How would a world in which it is morally correct to kill one person in order to create a million people look different than a world in which this is not the case?

Friendly AIs would behave differently, for one thing.

You may have to be a bit more specific. What in the FAI's code would look different between world 1 and world 2?

Define "moral" as referring to human ethics, whatever those may be. Define "Friendly" as meaning "does the best possible thing according to human ethics, whatever those may be." Define AI as superintelligence. Any Friendly AI, by these definitions, would behave differently depending on whether X is "moral".

Does that answer your question?

I don't assign any negative utility to ending a life. It's not like it's something you can experience. I suppose it might be since all your experiences are all about a change in brain state, but still, it lasts an instant. It can't be that bad. As such, of course I'd want an AI that would kill us all.

In general, I would consider it odd for someone to find killing that bad. At that point, it would probably be better to just design an AI to destroy the world, because if you don't a large number of people would be born and die in the intervening time while waiting for FAI.

I don't assign any negative utility to ending a life.

Um ... most people don't want to die. That in and of itself would seem to suggest you may possibly have gone wrong somewhere in this line of reasoning.

More generally, are you a strict hedonic utilitarian? Because I can see how focusing solely on pleasure etc. could lead to that conclusion, but I think most LWers are closer to preference utilitarians.

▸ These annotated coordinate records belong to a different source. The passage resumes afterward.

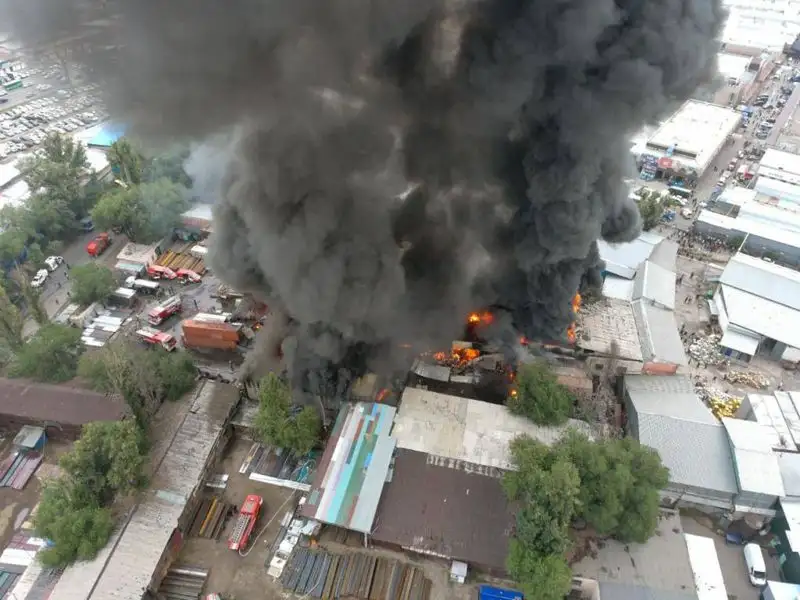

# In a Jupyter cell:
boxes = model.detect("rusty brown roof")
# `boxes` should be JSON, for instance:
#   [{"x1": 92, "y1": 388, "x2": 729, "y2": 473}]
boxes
[
  {"x1": 0, "y1": 378, "x2": 128, "y2": 425},
  {"x1": 372, "y1": 449, "x2": 514, "y2": 569}
]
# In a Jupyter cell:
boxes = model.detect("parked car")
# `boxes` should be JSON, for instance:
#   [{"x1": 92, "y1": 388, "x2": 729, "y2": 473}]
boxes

That in and of itself would seem to suggest you may possibly have gone wrong somewhere in this line of reasoning.

It would suggest it, but it's not that strong evidence. Most people are okay with factory farming. Most people put little value on things they don't consider themselves responsible for.

More generally, are you a strict hedonic utilitarian?

I am but I could understand valuing anything you can experience. Valuing things that can't be experienced just seems silly. Would you value ice cream independent of your ability to taste it?

It would suggest it, but it's not that strong evidence. Most people are okay with factory farming. Most people put little value on things they don't consider themselves responsible for.

OTOH, in my experience at least, people become a lot less biased when it comes to themselves. Few people would want to be factory farmed ;)

Would you value ice cream independent of your ability to taste it?

Personally? No. But I can imagine a paperclipper that would gladly sacrifice it's life to save the paperclip collection.

OTOH, in my experience at least, people become a lot less biased when it comes to themselves. Few people would want to be factory farmed ;)

Do they, or does their bias just change?

In my experience, people value themselves vastly more than they value other people. Ergo, if you replace them with someone else, they consider it a huge loss in utility.

It's possible that rationality tends to bias you away from your natural impassiveness to large groups and other "far" situations. There's a post on this, "Shut up and divide". But there do seem to be genuine biases leading to underestimates of their suffering, not just knowing about it and not caring.

[-][anonymous]11y00

I don't assign any negative utility to ending a life. It's not like it's something you can experience.

What? Are you talking about decision theoretic utility or hedonic utility? You can't experience any decision-utility, and you can't make decisions based on hedonic utility (directly). What are you trying to do?

I don't assign decision theoretic utility to it. It doesn't seem like something could actually matter unless someone experiences it.